Cumhurbaşkanı tarafından bir daha görüşülmek üzere Türkiye Büyük Millet Meclisine geri gönderilen “Türkiye Cumhuriyeti Anayasasının Bazı Maddelerinde Değişiklik Yapılması Hakkında Kanun” un 31.05.2007 tarihindeki ikinci görüşme ve kabulü aşamasındaki oylamada, Anayasanın 77 nci maddesinde değişiklik yapan birinci madde için 366 kabul oyu kullanılmış olup; bu durum karşısında yukarıda açıkladığımız, Anayasanın 175 inci maddesinin üçüncü ve beşinci fıkraları ile Anayasa Mahkemesi kararı doğrultusunda, söz konusu maddenin reddedilmiş sayılması gerekirdi. Buna karşın, oturumu yöneten TBMM Başkanı, açılan usul tartışmasında, Cumhurbaşkanı tarafından bir daha görüşülmek üzere geri gönderilen Anayasa değişikliğine ilişkin Kanunların kabul edilebilmesi için üye tamsayısının üçte iki çoğunluğunun oyunun gerekmediğini; kabul için gerekli karar yetersayısının her durum için Anayasanın 175 inci maddesinin birinci fıkrasında belirtilen üye tamsayısının beşte üçü olduğunu ifade ederek, 366 kabul oyu verilmiş bulunan birinci maddenin kabul edilmiş olduğunu açıklamıştır.

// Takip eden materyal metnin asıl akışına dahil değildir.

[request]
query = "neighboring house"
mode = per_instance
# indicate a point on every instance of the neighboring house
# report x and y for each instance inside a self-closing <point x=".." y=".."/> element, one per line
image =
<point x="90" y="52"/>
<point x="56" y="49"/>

TBMM İçtüzüğünde Cumhurbaşkanınca tekrar görüşülmek üzere Meclise geri gönderilen Anayasa değişikliğine ilişkin kanunların aynen kabulünde uygulanacak karar yetersayısı ile ilgili bir düzenleme bulunmadığı için, söz konusu Anayasa değişikliğine ilişkin 5660 sayılı Kanunun 1 inci maddesinin 366 kabul oyu ile ve kabul yetersayısının Meclis üye tamsayısının beşte üçü olduğu açıklaması yapılarak kabul edilmesi, eylemli olarak yeni bir içtüzük hükmü oluşturulması anlamına gelmektedir.

Çünkü, Anayasanın 88 inci maddesine göre, kanun tasarı ve tekliflerinin TBMM’nde görüşülme usul ve esasları içtüzükle düzenlenmektedir ve Anayasa Mahkemesine göre, İçtüzüğün bir kuralının değiştirilmesi ya da İçtüzüğe yeni bir kural konulması niteliğinde olan TBMM işlem ve kararları, yeni bir İçtüzük kuralı sayılmaktadır. (Bkz. Anayasa Mahkemesinin E. 1999/12, K. 1999/5, K.t. 25.03.1999 sayılı kararı)

Kuşkusuz TBMM’nin, yapılan oylama ile oluşmuş bulunan 1 inci maddeyi kabul doğrultusundaki kararı da, bu eylemli içtüzük düzenlemesinin ayrılamaz bir parçasıdır.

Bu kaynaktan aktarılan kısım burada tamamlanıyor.